Consider a 30 premise argument with one irrelevant premise. We don't deny that it's deductively valid (or inductively strong). It is rhetorically non-optimal, but it still obtains that someone who accepts the premises ought to accept the conclusion. Perhaps the person offering the argument introduced more premises than they needed because they didn't realize how general the result really is. Maybe the evidence overdetermines the conclusion.

Now proceed by inches, so that more and more of the premises of the argument are unnecessary. I see no point at which that undoes the validity/strength. But of course the limit of the process is that all 30 premises are irrelevant. The result is so general that none of the premises were essential to it. That seems to me just how logic works; you can have a logically strong argument which is rhetorically weak.

P.D. Magnus said...

For what it's worth: If we mean "inductive" in the broad sense of ampliative, then we could say that legit inductive arguments are ones such that they are invalid but the premises nevertheless give us good reason to believe the conclusion.

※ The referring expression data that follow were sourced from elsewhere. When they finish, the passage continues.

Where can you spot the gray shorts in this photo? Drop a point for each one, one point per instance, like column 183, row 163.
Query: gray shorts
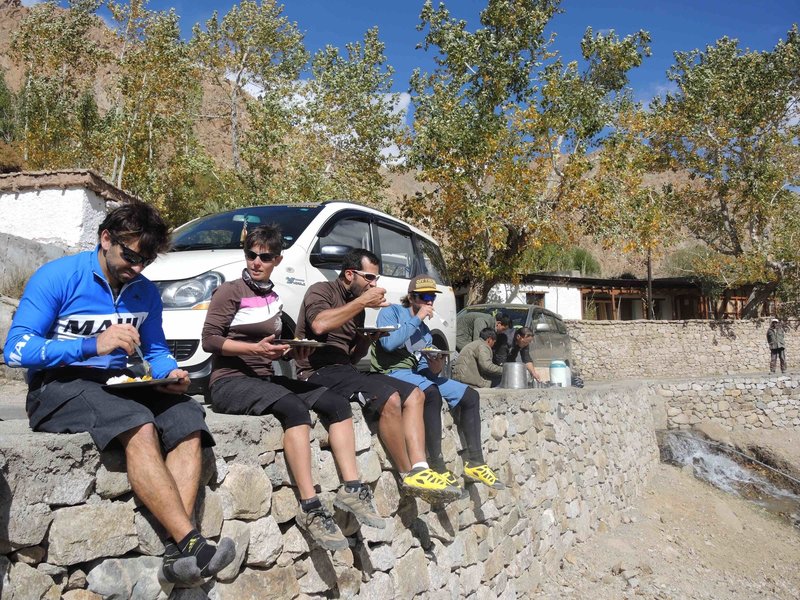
column 66, row 405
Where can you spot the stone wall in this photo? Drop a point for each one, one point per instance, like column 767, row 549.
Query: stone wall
column 574, row 460
column 605, row 350
column 733, row 402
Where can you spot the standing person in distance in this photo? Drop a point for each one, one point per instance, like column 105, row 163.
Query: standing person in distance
column 408, row 355
column 241, row 328
column 78, row 321
column 776, row 339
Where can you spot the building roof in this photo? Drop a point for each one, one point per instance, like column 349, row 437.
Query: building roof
column 617, row 282
column 63, row 179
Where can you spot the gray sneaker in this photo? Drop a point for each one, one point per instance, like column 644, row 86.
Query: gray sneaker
column 319, row 523
column 360, row 504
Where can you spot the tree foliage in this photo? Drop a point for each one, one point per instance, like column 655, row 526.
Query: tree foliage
column 733, row 124
column 60, row 59
column 502, row 129
column 254, row 46
column 347, row 119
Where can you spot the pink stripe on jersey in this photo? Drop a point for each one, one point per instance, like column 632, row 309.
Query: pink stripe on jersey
column 257, row 301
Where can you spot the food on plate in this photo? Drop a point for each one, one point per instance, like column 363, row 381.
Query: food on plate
column 126, row 379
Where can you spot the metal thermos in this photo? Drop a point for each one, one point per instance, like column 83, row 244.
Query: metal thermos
column 515, row 376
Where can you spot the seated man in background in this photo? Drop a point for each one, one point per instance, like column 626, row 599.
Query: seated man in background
column 470, row 325
column 519, row 351
column 474, row 364
column 78, row 321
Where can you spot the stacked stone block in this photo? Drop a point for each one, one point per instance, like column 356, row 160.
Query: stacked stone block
column 733, row 402
column 573, row 460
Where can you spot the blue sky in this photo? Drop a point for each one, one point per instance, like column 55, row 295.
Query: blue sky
column 673, row 25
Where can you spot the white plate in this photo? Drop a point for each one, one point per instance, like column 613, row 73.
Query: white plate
column 148, row 383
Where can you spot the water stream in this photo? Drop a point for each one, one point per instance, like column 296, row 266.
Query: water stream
column 731, row 473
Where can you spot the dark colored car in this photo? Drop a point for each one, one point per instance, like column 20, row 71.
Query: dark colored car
column 550, row 338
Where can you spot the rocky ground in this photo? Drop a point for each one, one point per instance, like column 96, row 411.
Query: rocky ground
column 688, row 540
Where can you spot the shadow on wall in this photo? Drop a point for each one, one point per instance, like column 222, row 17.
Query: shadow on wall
column 5, row 515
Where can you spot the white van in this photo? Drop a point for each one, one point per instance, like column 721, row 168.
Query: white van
column 208, row 251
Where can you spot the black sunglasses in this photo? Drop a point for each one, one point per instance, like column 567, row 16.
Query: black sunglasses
column 264, row 256
column 130, row 256
column 369, row 277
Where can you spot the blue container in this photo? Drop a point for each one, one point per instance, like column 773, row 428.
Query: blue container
column 559, row 373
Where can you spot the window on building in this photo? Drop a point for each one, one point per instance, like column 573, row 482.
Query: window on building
column 535, row 298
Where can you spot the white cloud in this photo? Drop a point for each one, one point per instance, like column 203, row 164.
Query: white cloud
column 655, row 90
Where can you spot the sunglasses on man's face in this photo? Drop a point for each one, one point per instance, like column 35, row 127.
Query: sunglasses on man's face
column 369, row 277
column 264, row 256
column 134, row 258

This avoids non sequitur, because it is posed in terms of the premises giving reasons. It also avoids hasty generalization, because it insists on good reasons.

Sadly, it is not formalized in terms of probabilities.

Greg Frost-Arnold said...

Hi P.D. --

Thanks for these!

On your first point: If I change the definitions to what you prefer, does that change the main point of the OP?

On your second point (still within the first posted comment), I am definitely tempted to take that route. But then some instantiations of the following argument form become inductively good, and I'm lying to my students:

Most As are B.
x is B.
Thus, x is A.

(Arguments with such forms become inductively good (in the sense of Definition 1) when a sentence that has a high (unconditional) probability is substituted for the conclusion.)

- On your second comment (= 3rd point):
I agree with your characterization of "legit inductive arguments" completely, and that's exactly how I begin the material in class. The obvious next question is: what does 'good reason(s)' mean here, exactly? And that's the bit I am struggling with. I guess one radical(?) conclusion I could draw from the post is that there is no extant acceptable explication of 'good reason(s)'; we take it as primitive (or something we just know when we see it, or a family resemblance concept connected only by paradigm exemplars, or etc. etc.)

P.D. Magnus said...

Regarding the definition of deduction: Your formulation sets up parallel structure with what you propose for induction. The definition I prefer would be rhetorically less useful without changing the upshot. On the day I had responded, the definition of validity had come up tangentially in my grad seminar; I tell students who give an "if the premises are true..." definition that they are only almost right.

Regarding the more substantive point, whether there is a general explication of "good reasons". One way of understanding John Norton's advocacy for a Material Theory of Induction is that there is no general, substantive characterization to be given for what makes an ampliative inference legitimate. There is something contingent at work in it, either a material postulate (a suppressed premise) or a material inference principle.

Note that for induction taken more narrowly (to mean random sampling) we can spell out what the postulates or inference principles look like. And it becomes explicit that larger samples make for stronger inferences.